BlackBerry and TiVo suffer from Loyal Customer Myopia - dbreunig
http://drewb.org/post/9084064176/loyal-customer-myopia

======
Jun8
Good point! I've been a TiVo user for 7 years, in the early days it was a
revelation. In the past few years they haven't innovated at all, as far as I
can see. Compare their clunky, horrible Netflix interface with any other flow-
based one, e.g. Google TV.

At this point TiVo still exists because others, like Google and Apple, are
letting it live.

------
ben1040
This is spot on. I really regret having bought a TiVo Premiere due to blind
brand loyalty.

It's been 15 months since the Premiere was released, and the software is still
as half-baked as it was when they first shipped. The thing randomly locks up,
the UI is half-implemented and sluggish, and all in all it seems a step down
from the clean usability of the original models from 10 years ago.

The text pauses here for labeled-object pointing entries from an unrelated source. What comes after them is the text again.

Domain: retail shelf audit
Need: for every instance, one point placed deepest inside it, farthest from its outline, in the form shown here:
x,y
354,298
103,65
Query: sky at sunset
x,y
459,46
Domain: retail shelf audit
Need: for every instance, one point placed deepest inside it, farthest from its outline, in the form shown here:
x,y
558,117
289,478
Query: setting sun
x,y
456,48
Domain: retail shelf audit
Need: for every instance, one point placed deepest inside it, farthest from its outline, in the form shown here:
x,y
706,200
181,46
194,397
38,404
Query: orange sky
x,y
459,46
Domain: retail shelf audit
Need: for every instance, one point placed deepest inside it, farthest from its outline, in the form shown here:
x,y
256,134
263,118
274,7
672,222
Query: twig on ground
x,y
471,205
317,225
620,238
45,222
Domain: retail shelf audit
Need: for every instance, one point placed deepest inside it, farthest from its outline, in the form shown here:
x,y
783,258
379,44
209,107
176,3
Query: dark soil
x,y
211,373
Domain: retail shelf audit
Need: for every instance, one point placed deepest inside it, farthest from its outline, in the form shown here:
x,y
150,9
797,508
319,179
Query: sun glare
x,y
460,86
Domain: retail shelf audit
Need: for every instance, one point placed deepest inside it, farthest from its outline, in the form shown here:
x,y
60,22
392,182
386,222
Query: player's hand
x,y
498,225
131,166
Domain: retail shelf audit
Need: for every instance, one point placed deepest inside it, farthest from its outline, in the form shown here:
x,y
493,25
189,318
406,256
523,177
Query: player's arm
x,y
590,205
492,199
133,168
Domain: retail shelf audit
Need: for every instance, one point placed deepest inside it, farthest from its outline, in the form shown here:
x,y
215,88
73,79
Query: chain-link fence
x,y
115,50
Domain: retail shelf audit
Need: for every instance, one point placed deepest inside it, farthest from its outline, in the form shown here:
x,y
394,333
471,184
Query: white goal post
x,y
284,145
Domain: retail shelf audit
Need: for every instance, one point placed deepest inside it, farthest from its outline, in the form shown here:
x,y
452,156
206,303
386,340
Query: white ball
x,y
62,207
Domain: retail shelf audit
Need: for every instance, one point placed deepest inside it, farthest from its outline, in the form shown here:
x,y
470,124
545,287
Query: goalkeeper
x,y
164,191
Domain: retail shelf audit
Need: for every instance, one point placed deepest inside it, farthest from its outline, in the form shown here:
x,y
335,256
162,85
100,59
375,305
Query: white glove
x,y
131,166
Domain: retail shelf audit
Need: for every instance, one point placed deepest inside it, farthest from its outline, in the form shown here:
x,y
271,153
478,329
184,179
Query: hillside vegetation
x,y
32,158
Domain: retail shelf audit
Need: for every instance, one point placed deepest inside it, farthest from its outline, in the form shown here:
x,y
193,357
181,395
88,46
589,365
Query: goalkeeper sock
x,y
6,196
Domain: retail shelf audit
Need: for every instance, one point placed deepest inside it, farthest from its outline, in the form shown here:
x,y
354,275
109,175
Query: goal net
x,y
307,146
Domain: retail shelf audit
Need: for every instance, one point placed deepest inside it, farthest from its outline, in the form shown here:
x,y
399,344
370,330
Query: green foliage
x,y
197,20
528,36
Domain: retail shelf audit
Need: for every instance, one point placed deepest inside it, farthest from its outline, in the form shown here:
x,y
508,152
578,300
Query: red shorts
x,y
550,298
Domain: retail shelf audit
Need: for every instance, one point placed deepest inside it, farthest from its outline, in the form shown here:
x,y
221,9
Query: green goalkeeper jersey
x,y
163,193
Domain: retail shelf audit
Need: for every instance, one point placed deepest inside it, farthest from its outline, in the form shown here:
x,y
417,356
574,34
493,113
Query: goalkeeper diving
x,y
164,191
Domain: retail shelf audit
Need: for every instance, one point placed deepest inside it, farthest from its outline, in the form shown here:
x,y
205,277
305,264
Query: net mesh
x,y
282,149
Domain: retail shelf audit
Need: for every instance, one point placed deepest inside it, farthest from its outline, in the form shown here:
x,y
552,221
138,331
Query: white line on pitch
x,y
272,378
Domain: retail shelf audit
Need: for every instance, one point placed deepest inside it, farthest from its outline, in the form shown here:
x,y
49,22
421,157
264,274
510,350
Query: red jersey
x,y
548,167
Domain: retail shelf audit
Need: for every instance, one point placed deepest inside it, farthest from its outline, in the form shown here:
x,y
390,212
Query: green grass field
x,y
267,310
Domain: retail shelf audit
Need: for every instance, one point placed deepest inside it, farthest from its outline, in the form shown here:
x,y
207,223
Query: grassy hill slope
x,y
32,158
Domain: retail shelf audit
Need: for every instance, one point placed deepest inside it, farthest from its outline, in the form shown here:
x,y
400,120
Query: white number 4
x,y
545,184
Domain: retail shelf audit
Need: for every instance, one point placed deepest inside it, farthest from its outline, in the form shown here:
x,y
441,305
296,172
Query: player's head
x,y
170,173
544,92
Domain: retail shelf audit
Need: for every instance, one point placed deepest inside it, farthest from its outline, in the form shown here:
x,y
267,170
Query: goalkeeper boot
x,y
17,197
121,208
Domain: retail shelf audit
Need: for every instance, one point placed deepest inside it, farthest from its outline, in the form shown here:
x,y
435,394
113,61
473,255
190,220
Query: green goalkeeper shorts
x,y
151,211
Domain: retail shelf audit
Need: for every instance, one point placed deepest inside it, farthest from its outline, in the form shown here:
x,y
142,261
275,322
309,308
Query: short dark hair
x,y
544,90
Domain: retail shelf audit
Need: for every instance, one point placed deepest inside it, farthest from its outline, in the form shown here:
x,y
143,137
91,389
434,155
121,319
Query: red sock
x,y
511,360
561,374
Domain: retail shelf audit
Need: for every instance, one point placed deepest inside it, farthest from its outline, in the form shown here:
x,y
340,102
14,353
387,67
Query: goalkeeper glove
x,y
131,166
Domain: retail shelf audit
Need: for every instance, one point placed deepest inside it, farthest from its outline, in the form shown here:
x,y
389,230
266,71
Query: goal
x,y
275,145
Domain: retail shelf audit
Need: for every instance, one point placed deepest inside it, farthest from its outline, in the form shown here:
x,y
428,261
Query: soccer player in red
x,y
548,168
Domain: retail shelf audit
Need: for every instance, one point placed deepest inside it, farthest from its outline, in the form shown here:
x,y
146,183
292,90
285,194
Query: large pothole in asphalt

But I bought the thing because I was a long-loyal TiVo owner who still thought
they could do well. I bought it without having read any reviews that would
have warned me about this stuff, because I've owned half a dozen other TiVo
receivers over the last decade and they all had been wonderful. I certainly
learned my lesson.

------
smackfu
It's pretty impressive that no matter how much technology advances, Tivo
always manages to make a sluggish interface.